I believe fat is an issue not in and of itself but because of they way it messes with insulin response. You really should forget bodybuilding though and do more olympic style lifts and kettle bells. Basically try to put on strength while losing weight. If you try to fight at 170 at 5'1" you are going to get crushed, putting on muscle makes no sense. Getting down to 150 would be good for both mma and because the doc says so.
If you're at a high risk because of your family I'd think about maintaining a healthy body weight. Tons of muscle may not be ideal. If you eat the right food you'll be fine. Sedentary lifestyle, poor nutrition and increased food intake has all lead to a serious misbalance in our metabolism. We have tipped the scales so that we are consuming far more than what we need and as a result, too many Canadians are overweight or obese. Obesity is defined as increased body weight due to the excessive accumulation of fat (7). When we consume more than we need, the body acts quickly to store extra calories as fat. When we consume carbohydrates such as bread and rice, they are broken down into single units of glucose through various steps in the digestive pathway (Figure 1). Glucose is then absorbed by intestinal cells and transported to the rest of the body through the blood stream. When a muscle cell, for example, takes up glucose, it is further broken down to acetyl-coenzyme A (Acetyl-CoA) in a cycle called glycolysis and energy is created in a currency form, adenosine tri-phosphate (ATP) that powers cell function.

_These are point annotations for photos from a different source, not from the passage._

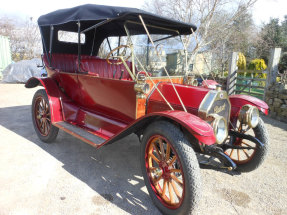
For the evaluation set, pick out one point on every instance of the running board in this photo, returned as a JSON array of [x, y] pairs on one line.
[[80, 133]]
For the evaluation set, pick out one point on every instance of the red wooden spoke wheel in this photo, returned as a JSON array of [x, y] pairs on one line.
[[170, 168], [164, 171], [251, 158], [42, 116]]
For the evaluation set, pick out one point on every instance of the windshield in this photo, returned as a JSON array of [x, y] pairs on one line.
[[169, 53]]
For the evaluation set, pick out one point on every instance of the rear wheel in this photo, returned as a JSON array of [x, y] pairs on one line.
[[249, 159], [170, 169], [41, 117]]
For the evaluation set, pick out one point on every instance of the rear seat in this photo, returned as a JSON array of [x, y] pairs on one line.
[[63, 62], [91, 65]]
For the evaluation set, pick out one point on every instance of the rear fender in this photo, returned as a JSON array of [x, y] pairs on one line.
[[53, 93], [200, 129]]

The pathways of fat and protein catabolism also converge at Acetyl-CoA, and this molecule can proceed to the citric acid cycle to create more ATP molecules as energy for the cell. However, when the cell does not need more energy, extra Acetyl-CoA is converted to fatty acids and stored in adipocytes (fat cells) as tri-glycerides. Thus, in order to lose excess fat, one has to create an input energy deficit so the body can only burn what is stored. http://www.scq.ubc.ca/obesity-and-diabetes-a-canadian-epidemic/
High fructose corn-syrup has been linked to diabetes (which is in a ton of different foods). Synthetic sugars as well, like aspartame. If you have the right diet diabetes shouldn't be a problem.